Listing 1: Character and Block Device Nodes |
01 crw-rw---- 1 root root 10, 1 2007-10-18 10:41 /dev/psaux 02 brw-rw---- 1 root disk 3, 0 2007-10-18 10:41 /dev/hda 03 brw-rw---- 1 root disk 240, 0 2007-11-01 21:38 /dev/cloop |
Character-based devices, such as tape drives, mice, and gamepads, provide sequential, character-by-character access to data.
Block devices instead allow direct access to arbitrary blocks of data, indexed by block number or sector (segments of 512 bytes), and they are usually used for random access storage like ramdisks, CD-ROMs, floppy disks, hard disks, and hard disk partitions.
Filesystems are a logical representation of ordered data that is often present on a block device. A filesystem turns raw data into the familiar directory/file view. The mount command is the bridge between a block device partition and its projection into a mount point directory.

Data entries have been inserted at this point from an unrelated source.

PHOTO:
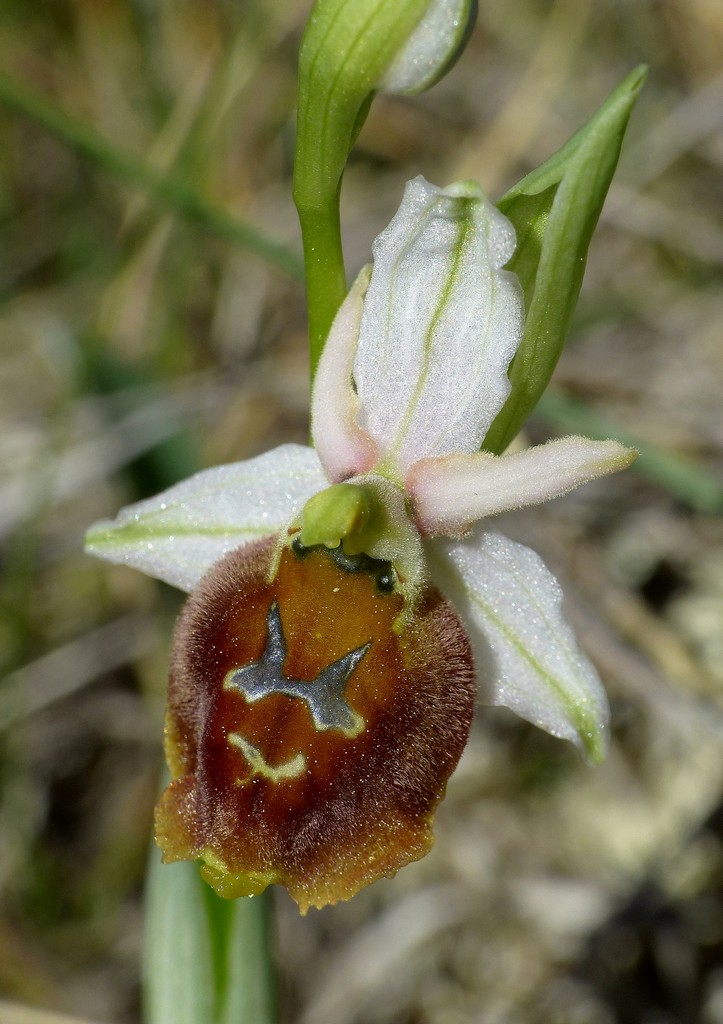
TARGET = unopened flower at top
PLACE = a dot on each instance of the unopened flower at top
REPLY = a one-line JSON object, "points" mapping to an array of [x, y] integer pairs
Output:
{"points": [[348, 601]]}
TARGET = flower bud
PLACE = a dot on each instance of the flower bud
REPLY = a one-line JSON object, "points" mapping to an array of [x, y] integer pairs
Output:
{"points": [[432, 48]]}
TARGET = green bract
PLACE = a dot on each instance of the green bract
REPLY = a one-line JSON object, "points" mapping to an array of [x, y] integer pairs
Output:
{"points": [[554, 211], [350, 50]]}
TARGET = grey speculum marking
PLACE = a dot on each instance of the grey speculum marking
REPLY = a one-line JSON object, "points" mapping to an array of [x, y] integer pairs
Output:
{"points": [[324, 695]]}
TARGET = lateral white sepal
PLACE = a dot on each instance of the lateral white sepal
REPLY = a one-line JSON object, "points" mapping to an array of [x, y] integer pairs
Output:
{"points": [[179, 534], [526, 655], [441, 321], [451, 494]]}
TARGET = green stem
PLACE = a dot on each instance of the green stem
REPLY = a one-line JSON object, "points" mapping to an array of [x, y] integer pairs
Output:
{"points": [[207, 961], [171, 192], [249, 950], [326, 279]]}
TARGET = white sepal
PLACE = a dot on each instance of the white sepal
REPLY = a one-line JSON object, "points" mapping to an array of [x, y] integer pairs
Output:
{"points": [[440, 323], [179, 534], [431, 48], [451, 494], [526, 655], [344, 449]]}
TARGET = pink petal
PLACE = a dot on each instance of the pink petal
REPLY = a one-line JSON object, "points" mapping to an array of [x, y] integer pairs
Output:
{"points": [[344, 449]]}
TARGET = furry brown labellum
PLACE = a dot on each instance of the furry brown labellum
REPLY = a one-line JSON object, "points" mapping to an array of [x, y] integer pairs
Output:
{"points": [[308, 741]]}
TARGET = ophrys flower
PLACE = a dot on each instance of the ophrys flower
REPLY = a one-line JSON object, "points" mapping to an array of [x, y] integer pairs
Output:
{"points": [[345, 597]]}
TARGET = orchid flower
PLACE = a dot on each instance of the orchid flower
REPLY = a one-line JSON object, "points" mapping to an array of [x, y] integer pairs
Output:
{"points": [[348, 601]]}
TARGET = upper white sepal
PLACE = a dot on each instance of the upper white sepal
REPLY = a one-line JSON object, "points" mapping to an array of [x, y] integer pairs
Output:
{"points": [[179, 534], [431, 48], [440, 323], [525, 653]]}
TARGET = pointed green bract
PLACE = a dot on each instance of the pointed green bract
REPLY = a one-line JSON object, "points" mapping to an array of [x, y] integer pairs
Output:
{"points": [[554, 211]]}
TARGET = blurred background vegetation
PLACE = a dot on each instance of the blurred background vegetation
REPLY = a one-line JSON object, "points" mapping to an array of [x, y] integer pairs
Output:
{"points": [[145, 331]]}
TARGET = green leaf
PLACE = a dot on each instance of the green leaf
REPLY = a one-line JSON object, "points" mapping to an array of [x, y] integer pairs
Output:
{"points": [[554, 211]]}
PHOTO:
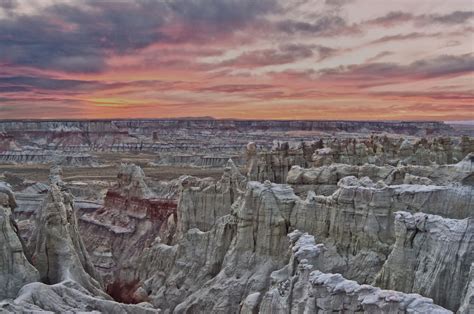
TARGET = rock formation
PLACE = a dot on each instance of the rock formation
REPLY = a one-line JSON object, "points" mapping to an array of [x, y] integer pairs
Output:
{"points": [[131, 217], [59, 253], [62, 262], [436, 254], [300, 287], [15, 269]]}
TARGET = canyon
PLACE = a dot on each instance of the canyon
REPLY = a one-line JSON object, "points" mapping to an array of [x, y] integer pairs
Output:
{"points": [[229, 216]]}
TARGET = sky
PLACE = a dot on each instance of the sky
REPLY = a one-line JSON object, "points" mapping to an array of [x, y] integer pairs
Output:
{"points": [[243, 59]]}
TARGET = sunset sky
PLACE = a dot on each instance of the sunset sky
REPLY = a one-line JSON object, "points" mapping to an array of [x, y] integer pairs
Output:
{"points": [[246, 59]]}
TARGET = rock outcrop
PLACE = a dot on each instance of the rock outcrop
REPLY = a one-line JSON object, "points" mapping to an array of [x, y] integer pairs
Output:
{"points": [[300, 287], [131, 217], [59, 253], [15, 269], [431, 256]]}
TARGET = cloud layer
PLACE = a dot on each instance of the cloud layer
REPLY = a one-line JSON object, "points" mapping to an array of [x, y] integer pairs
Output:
{"points": [[332, 59]]}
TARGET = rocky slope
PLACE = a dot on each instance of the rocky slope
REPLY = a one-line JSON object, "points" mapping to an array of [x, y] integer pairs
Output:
{"points": [[129, 220], [62, 263], [436, 253]]}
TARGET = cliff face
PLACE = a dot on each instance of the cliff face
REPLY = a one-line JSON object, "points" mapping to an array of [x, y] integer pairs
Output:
{"points": [[58, 253], [436, 254], [338, 157], [242, 247], [129, 220], [300, 287], [15, 269]]}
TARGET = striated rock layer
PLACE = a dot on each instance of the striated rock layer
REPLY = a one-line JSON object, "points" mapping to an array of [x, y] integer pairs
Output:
{"points": [[15, 269], [68, 284], [300, 287], [436, 254]]}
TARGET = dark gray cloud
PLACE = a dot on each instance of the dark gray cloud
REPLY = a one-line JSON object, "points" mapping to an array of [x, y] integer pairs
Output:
{"points": [[399, 17], [79, 38], [237, 88], [379, 56], [392, 18], [8, 4], [457, 17], [410, 36], [338, 3], [284, 54], [325, 25], [441, 66], [30, 83]]}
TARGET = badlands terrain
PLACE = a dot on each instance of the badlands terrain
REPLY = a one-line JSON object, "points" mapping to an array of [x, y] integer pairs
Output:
{"points": [[224, 216]]}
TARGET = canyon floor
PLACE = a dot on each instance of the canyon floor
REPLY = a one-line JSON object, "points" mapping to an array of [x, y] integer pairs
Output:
{"points": [[222, 216]]}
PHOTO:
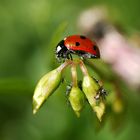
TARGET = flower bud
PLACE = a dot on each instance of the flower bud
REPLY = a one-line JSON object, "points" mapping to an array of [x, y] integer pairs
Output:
{"points": [[91, 88], [45, 87], [77, 100]]}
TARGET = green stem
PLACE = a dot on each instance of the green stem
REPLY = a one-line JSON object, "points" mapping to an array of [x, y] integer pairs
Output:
{"points": [[83, 68]]}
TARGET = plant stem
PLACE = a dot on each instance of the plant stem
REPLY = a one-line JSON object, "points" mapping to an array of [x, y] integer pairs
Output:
{"points": [[83, 68], [74, 74]]}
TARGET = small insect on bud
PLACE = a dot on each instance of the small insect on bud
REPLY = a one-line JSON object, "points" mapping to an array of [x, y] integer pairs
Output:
{"points": [[45, 87], [77, 100], [91, 89]]}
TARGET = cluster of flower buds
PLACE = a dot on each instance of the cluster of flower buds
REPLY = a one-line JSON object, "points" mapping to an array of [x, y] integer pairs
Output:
{"points": [[89, 89]]}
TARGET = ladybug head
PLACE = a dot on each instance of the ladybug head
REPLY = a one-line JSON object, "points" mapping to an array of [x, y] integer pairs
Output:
{"points": [[61, 51]]}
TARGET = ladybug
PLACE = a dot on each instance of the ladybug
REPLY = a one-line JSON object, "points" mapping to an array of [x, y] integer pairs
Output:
{"points": [[78, 45]]}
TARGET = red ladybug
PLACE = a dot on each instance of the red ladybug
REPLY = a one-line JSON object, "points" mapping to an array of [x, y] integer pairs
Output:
{"points": [[79, 45]]}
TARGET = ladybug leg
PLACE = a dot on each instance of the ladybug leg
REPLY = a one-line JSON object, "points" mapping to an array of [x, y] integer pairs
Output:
{"points": [[68, 55]]}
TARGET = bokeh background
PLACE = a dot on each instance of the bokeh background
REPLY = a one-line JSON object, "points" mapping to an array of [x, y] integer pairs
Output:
{"points": [[29, 32]]}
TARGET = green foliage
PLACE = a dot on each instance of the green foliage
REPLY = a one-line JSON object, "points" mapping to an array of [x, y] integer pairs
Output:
{"points": [[29, 30]]}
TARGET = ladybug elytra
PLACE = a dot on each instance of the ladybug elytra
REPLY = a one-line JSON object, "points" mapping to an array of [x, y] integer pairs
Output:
{"points": [[79, 45]]}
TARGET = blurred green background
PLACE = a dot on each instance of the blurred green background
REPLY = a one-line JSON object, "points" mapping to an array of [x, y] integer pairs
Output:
{"points": [[29, 32]]}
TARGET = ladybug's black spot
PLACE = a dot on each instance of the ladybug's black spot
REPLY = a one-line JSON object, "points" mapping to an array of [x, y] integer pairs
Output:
{"points": [[82, 37], [77, 44], [95, 47]]}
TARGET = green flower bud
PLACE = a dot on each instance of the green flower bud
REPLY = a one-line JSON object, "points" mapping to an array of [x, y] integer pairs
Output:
{"points": [[91, 88], [45, 87], [99, 109], [77, 100]]}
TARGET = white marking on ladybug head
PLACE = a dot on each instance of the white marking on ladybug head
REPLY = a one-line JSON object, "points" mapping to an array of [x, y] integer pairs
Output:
{"points": [[58, 49]]}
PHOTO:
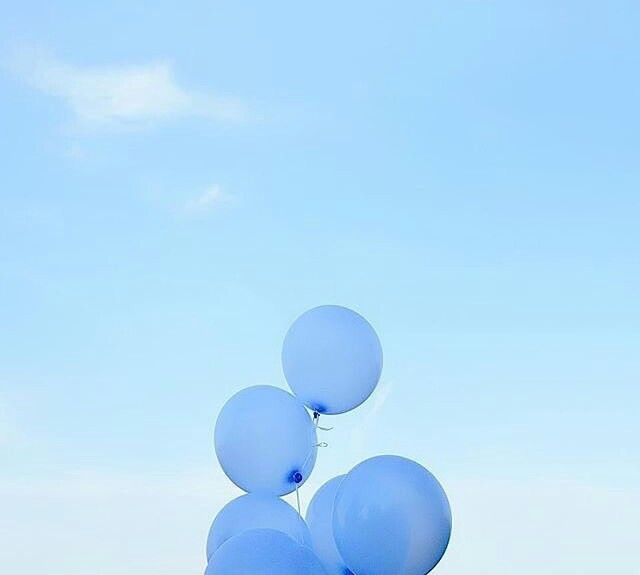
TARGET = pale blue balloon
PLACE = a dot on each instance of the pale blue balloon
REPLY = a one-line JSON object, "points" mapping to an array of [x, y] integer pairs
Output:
{"points": [[320, 523], [265, 440], [263, 552], [332, 359], [391, 516], [255, 511]]}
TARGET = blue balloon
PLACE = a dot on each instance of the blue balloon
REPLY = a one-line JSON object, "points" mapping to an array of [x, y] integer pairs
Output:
{"points": [[332, 359], [320, 523], [391, 516], [255, 511], [265, 440], [263, 552]]}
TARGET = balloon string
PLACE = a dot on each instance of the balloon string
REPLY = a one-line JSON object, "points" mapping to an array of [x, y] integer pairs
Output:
{"points": [[316, 421]]}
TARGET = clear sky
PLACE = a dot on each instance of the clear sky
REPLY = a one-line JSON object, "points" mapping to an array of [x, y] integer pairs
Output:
{"points": [[180, 180]]}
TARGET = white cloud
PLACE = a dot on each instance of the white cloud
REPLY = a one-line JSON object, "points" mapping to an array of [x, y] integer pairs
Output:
{"points": [[121, 95], [206, 201]]}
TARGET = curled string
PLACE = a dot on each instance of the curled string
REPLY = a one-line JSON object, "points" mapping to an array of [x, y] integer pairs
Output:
{"points": [[316, 419]]}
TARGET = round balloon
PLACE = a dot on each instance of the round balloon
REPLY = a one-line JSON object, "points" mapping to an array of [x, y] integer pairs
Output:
{"points": [[320, 523], [265, 440], [332, 359], [263, 552], [254, 511], [391, 516]]}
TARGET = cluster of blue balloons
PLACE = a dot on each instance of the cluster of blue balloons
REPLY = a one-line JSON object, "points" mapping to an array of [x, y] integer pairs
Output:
{"points": [[387, 516]]}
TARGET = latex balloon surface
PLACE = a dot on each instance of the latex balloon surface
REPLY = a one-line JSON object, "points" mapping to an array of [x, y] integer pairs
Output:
{"points": [[254, 511], [320, 523], [391, 516], [332, 359], [265, 440], [263, 552]]}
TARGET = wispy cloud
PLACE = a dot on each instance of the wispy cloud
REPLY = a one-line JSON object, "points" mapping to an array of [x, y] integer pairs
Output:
{"points": [[121, 95], [212, 197]]}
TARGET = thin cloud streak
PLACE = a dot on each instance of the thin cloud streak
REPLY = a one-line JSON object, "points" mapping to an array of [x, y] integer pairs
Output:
{"points": [[129, 96], [212, 197]]}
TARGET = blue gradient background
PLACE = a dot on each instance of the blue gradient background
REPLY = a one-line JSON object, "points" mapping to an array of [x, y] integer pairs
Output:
{"points": [[463, 174]]}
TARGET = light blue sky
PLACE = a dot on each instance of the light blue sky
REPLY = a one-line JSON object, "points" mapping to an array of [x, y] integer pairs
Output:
{"points": [[179, 183]]}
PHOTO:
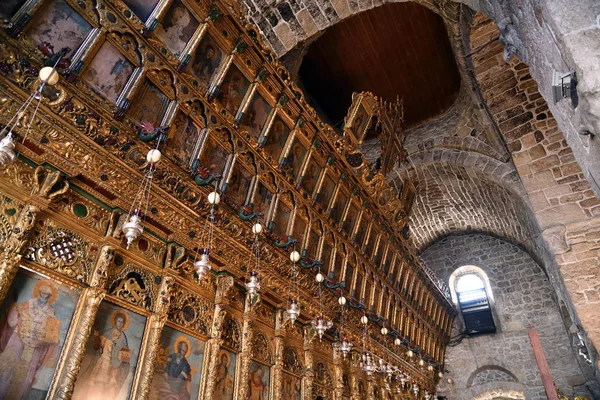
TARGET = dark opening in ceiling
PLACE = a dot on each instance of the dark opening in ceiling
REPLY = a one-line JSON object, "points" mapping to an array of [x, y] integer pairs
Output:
{"points": [[396, 49]]}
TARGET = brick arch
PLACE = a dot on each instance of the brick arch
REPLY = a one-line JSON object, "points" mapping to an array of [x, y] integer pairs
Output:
{"points": [[490, 373], [454, 198]]}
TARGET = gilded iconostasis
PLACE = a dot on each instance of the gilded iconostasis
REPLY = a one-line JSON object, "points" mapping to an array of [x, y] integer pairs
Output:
{"points": [[85, 315]]}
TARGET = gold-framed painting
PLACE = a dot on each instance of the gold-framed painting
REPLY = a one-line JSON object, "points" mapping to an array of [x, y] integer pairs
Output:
{"points": [[35, 317], [259, 379], [256, 114], [177, 27], [207, 59], [232, 89], [360, 116], [225, 375], [109, 71], [72, 31], [178, 366], [111, 355]]}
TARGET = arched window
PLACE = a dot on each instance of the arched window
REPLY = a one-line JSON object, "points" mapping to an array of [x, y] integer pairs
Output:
{"points": [[471, 292]]}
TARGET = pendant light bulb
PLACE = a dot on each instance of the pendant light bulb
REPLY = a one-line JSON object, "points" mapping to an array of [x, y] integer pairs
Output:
{"points": [[154, 156], [294, 256], [49, 76], [257, 228], [214, 198]]}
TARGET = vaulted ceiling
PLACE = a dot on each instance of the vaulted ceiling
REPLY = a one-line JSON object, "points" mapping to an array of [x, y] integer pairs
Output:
{"points": [[399, 49]]}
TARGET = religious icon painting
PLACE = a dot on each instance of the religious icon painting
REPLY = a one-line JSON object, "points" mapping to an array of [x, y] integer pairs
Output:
{"points": [[10, 7], [262, 200], [295, 158], [178, 366], [213, 157], [312, 245], [225, 375], [177, 27], [309, 180], [149, 105], [291, 387], [59, 25], [141, 8], [299, 229], [108, 72], [183, 139], [111, 356], [233, 89], [361, 232], [238, 186], [274, 142], [351, 218], [326, 192], [326, 255], [282, 217], [348, 277], [258, 381], [206, 60], [256, 115], [337, 211], [34, 319]]}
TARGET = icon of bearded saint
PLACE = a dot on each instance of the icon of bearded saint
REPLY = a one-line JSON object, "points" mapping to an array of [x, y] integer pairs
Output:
{"points": [[29, 340]]}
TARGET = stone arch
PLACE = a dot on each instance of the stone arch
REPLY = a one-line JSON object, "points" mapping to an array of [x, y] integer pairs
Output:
{"points": [[501, 394], [490, 373], [453, 198]]}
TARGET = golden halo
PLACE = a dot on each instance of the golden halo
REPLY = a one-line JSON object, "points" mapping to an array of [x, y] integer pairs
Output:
{"points": [[187, 341], [226, 355], [113, 319], [46, 283]]}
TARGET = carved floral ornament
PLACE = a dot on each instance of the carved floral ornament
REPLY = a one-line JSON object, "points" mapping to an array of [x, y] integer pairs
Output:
{"points": [[179, 200]]}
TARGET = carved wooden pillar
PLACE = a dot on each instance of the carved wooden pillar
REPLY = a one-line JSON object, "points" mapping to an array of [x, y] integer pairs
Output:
{"points": [[354, 380], [12, 249], [246, 354], [48, 186], [309, 374], [371, 387], [213, 346], [338, 375], [83, 321], [278, 367], [151, 339]]}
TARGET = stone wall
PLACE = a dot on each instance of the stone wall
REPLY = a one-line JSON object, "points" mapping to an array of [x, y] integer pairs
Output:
{"points": [[522, 295]]}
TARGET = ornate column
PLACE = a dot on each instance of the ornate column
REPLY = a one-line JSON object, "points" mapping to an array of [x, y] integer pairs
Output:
{"points": [[309, 374], [278, 367], [48, 186], [83, 321], [338, 375], [354, 379], [12, 249], [207, 383], [151, 339], [247, 351]]}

One block device included in any Linux kernel is loop, which maps a plain file to a block device node in /dev/loop[number]. The loop-attached file can then be mounted like an ordinary hard disk, optionally with encryption. However, this driver still only provides a translation between different data representations of the same size.
Cloop, which was first written in 1999 for kernel 2.2 by iptables author Paul `Rusty' Russell, uses a blockwise compressed input file that reduces the necessary space to around 1/3 of the original size for executable files. I ported, and later rewrote, cloop for newer kernel versions, extending the module to support 64-bit file access (thus allowing file sizes beyond 4GB), multiple input files, and ioctl extensions to permit the exchange of input files on-the-fly.
Since cloop is a block device and not a filesystem like squashfs, the compressed image can be anything, from raw data to arbitrary filesystem or database structures. On a Live CD, the cloop image usually contains an iso9660 file system, which is the most popular read-only and read-optimized filesystem used for data CDs. Cloop supports all filesystem features necessary for a Unix system through the standard RockRidge extension (long file names, permissions, symlinks, etc.).
Cloop also comes with several validity checks that return non-fatal error codes to the calling application in case invalid compressed data is read or read errors occur (scratches on the CD surface sometimes make data partly unreadable). Cloop only uses data that has been successfully read and decompressed, and it never terminates or interrupts access to the underlying device. That way, even partly damaged data can still be restored, and crashes because of read errors are unlikely (though, of course, an executable program that has been damaged will most likely refuse to run and terminate with a segmentation fault). This feature may give cloop a slight advantage against compressing filesystems, in which an entire file becomes unreadable if there is a read error right at the beginning of that file. In cloop, at maximum, one block is missing when read errors occur within this block.
One disadvantage is that cloop is read-only. Attempting to rewrite cloop to support write operations would probably be very inefficient because, at each write operation, the compressed block structure would have to be reordered, and blocks on a block device can never be "deleted," since the block device has no information about whether or not data is actually needed.
Also, when compressing a block, the resulting block size is not really predictable. In fact, a compressed block can be slightly larger than an uncompressed block, in case that the data is already stored compressed. When exchanging compressed blocks, the block index table would have to be recalculated (all offsets after the changed block will also change). Therefore, cloop is very optimized for reading data, but writing is not currently supported and probably never will be.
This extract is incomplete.